Cette réforme comprend trois parties.

Il s’agit d’abord d’adosser le régime des IEG aux régimes de droit commun : la CNAV, l’AGIRC et l’ARRCO afin que les IEG puissent bénéficier mais également contribuer à la solidarité interprofessionnelle. Il est en effet clair que cet adossement devra être neutre pour les salariés des entreprises privées comme pour ceux des IEG. Le Gouvernement sera donc favorable à l’amendement de M. Leclerc, au nom de la Commission des Affaires sociales, qui réaffirme ce principe.

La réforme prévoit ensuite d’identifier au sein du tarif d’acheminement la part couvrant les charges de retraites de ces activités et de la transformer en une contribution tarifaire afin de soulager les entreprises de l’obligation d’inscrire à leur passif les provisions correspondantes. La réforme sera donc neutre pour le consommateur : les tarifs de transport seront baissés à due concurrence du produit de la contribution tarifaire.

Enfin, l’Etat accordera sa garantie à la caisse des IEG en ce qui concerne les engagements de retraite antérieurs à 2004.

Il ne s’agit donc pas de toucher aux prestations de retraites mais exclusivement de modifier le système de financement du régime en le rapprochant d’un régime plus classique d’entreprise. Concrètement, cela veut dire que les 37,5 ans de cotisation ne sont pas modifiés par cette réforme. Ce sujet relève d’ailleurs désormais du fait de la nouvelle architecture introduite par cette loi, de la négociation entre partenaires sociaux de la branche des IEG.

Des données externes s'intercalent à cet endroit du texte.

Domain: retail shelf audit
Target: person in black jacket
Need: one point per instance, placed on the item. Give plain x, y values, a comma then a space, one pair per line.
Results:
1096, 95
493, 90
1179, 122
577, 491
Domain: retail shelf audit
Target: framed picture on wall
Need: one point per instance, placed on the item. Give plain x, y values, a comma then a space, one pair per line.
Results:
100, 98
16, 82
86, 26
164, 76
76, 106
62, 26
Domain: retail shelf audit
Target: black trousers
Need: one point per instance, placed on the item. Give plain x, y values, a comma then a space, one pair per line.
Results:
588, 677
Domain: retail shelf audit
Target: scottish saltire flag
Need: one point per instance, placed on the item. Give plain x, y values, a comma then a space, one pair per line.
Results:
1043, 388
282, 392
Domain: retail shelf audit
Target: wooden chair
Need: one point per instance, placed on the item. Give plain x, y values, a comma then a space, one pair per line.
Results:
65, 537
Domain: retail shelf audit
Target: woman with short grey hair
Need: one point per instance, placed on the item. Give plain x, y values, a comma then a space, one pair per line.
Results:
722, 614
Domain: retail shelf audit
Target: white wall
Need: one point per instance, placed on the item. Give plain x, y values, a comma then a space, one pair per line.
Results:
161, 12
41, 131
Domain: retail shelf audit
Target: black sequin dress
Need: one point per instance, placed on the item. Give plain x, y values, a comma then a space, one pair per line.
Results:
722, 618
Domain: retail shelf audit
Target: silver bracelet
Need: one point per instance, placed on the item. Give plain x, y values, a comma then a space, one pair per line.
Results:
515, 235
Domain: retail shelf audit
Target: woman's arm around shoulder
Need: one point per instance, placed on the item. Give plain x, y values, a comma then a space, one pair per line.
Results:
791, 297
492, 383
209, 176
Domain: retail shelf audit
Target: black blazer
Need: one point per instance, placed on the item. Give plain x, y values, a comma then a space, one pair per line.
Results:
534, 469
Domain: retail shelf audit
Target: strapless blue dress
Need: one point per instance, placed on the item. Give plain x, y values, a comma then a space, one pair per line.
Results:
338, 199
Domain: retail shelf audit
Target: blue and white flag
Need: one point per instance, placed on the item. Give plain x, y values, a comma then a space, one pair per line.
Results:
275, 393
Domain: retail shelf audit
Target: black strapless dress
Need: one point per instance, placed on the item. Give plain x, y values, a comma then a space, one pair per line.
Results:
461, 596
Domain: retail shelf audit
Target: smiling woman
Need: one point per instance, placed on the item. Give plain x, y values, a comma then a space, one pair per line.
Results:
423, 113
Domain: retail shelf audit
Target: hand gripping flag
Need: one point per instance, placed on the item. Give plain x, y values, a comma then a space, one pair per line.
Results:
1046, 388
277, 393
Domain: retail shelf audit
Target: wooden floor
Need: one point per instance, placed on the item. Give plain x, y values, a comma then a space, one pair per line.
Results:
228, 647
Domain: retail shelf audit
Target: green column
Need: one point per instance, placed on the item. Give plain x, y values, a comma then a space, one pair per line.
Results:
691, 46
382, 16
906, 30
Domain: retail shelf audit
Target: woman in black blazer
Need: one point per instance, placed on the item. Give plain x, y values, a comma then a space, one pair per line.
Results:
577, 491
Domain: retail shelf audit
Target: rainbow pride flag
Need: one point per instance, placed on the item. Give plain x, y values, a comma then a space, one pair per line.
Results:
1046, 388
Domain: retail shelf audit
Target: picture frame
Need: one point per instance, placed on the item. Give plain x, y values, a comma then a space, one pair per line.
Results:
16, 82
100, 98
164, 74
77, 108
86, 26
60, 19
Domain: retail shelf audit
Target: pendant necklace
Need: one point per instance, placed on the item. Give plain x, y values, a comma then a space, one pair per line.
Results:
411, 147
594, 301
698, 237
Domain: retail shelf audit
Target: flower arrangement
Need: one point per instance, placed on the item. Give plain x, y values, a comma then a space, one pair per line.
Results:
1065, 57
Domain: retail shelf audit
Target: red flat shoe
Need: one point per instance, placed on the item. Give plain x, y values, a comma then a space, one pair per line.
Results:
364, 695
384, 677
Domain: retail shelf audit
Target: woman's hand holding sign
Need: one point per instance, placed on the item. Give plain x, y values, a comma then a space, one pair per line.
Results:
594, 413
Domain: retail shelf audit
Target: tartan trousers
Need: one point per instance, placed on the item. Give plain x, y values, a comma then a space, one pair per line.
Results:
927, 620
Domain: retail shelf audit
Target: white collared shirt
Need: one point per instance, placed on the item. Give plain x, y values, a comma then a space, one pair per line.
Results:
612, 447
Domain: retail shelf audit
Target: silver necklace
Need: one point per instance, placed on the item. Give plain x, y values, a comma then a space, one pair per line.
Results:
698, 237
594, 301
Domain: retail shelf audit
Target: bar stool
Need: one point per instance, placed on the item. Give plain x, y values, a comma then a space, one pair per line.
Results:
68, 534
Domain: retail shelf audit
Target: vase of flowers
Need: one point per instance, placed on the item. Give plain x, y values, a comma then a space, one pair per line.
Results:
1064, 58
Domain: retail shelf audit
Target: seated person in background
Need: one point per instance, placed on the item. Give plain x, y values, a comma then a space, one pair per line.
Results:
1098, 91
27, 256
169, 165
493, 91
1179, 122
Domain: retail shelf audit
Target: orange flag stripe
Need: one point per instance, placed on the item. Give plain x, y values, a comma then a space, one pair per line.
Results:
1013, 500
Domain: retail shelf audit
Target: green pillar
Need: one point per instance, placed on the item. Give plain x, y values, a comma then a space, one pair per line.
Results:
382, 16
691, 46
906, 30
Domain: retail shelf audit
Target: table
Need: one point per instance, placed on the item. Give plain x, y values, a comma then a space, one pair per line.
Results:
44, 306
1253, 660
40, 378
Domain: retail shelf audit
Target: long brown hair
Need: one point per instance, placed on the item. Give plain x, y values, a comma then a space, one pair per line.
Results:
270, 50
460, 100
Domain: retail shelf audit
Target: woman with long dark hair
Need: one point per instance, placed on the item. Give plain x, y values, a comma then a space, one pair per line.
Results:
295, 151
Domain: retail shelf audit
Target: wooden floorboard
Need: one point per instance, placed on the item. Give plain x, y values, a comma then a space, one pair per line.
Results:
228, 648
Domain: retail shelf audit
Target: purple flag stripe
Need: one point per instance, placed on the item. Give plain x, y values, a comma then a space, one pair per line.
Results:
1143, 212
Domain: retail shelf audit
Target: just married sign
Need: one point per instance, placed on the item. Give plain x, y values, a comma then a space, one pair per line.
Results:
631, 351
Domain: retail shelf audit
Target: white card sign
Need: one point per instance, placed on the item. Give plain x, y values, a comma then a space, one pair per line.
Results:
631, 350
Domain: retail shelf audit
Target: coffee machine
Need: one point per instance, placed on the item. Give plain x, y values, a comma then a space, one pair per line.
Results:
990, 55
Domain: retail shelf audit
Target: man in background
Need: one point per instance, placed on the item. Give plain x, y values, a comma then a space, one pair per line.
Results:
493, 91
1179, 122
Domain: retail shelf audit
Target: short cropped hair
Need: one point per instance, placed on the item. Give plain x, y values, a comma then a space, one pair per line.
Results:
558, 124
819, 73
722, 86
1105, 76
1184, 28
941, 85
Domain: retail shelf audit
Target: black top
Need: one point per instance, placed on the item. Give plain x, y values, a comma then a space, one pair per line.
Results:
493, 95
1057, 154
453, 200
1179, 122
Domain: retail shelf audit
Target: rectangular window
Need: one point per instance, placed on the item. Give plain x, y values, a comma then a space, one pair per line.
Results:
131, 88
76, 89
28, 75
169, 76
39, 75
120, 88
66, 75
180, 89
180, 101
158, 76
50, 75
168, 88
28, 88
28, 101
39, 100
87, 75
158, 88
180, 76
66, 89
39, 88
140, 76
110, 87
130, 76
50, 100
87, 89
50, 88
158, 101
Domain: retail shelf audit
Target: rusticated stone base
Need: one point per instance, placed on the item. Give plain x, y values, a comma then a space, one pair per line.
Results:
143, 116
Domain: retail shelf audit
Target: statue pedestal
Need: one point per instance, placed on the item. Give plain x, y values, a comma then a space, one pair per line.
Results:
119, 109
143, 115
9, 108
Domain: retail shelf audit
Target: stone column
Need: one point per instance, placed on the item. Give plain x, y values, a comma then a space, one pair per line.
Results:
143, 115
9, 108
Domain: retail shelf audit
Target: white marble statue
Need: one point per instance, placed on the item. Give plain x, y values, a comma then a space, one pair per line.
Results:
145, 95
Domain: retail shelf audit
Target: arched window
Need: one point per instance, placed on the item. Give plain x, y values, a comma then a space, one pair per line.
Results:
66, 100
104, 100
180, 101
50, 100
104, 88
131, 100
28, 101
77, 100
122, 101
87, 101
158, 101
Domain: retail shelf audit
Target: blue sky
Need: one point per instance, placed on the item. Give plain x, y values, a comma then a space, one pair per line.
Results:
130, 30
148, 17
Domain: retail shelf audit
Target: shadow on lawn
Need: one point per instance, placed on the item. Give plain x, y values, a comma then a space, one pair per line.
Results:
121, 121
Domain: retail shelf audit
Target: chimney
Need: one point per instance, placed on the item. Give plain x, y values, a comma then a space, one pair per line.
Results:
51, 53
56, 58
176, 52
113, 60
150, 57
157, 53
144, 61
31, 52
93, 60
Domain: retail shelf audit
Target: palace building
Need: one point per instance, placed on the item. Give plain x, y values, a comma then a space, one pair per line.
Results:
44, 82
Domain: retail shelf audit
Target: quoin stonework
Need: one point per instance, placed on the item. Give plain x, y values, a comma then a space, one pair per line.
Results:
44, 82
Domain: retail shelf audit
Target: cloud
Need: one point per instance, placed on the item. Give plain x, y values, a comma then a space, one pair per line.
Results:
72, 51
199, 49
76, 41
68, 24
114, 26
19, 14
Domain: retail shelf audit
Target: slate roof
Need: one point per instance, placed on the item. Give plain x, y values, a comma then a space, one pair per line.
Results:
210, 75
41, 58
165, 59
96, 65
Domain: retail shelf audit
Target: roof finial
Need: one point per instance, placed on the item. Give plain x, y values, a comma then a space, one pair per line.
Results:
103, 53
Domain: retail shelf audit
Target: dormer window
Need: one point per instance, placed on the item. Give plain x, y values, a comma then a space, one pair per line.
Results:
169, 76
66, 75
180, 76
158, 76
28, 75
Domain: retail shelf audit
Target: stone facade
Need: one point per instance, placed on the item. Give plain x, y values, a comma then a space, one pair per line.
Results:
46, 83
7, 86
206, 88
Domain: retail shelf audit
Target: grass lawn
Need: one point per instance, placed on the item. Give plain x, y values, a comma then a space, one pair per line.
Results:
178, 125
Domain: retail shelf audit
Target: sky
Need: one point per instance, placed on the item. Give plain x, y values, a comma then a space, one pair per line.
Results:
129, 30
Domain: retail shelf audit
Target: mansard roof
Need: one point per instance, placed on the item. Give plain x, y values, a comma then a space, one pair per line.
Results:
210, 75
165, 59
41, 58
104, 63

Si ce projet conforte donc l’essentiel, comme je vous l’ai montré, il change en revanche l’accessoire – c’est-à-dire la forme juridique d’EDF et de Gaz de France – pour leur permettre de se développer.

Cette transformation d’établissements publics en sociétés anonymes est en effet indispensable pour donner les moyens juridiques et financiers à EDF et Gaz de France de lutter à armes égales contre leurs concurrents, de devenir deux champions européens, de se développer à l’extérieur de nos frontières, et en France même de faire face avec efficacité à la concurrence.

Cette transformation est la seule chose prévue par cette loi. Cela veut dire concrètement que le lendemain de son adoption, EDF et Gaz de France seront des sociétés mais des sociétés publiques détenues à 100% par l’Etat.

Alors, il est vrai qu’à la suite de cette transformation, le Gouvernement aura la capacité de vendre des actions EDF et des inquiétudes légitimes, inspirés par le cas de France Télécom, se sont exprimées sur ce sujet.

Il fallait y répondre clairement. C’est ce qu’a fait l’Assemblée nationale en portant le taux de détention minimum du capital d’EDF et de Gaz de France de 50% à 70%.

Il sera donc impossible de privatiser EDF. Pourquoi ? Parce qu’EDF, c’est le nucléaire et qu’une centrale nucléaire cela n’est pas un central téléphonique. Il y a une différence de nature qui justifie une différence de politique entre EDF et France Telecom.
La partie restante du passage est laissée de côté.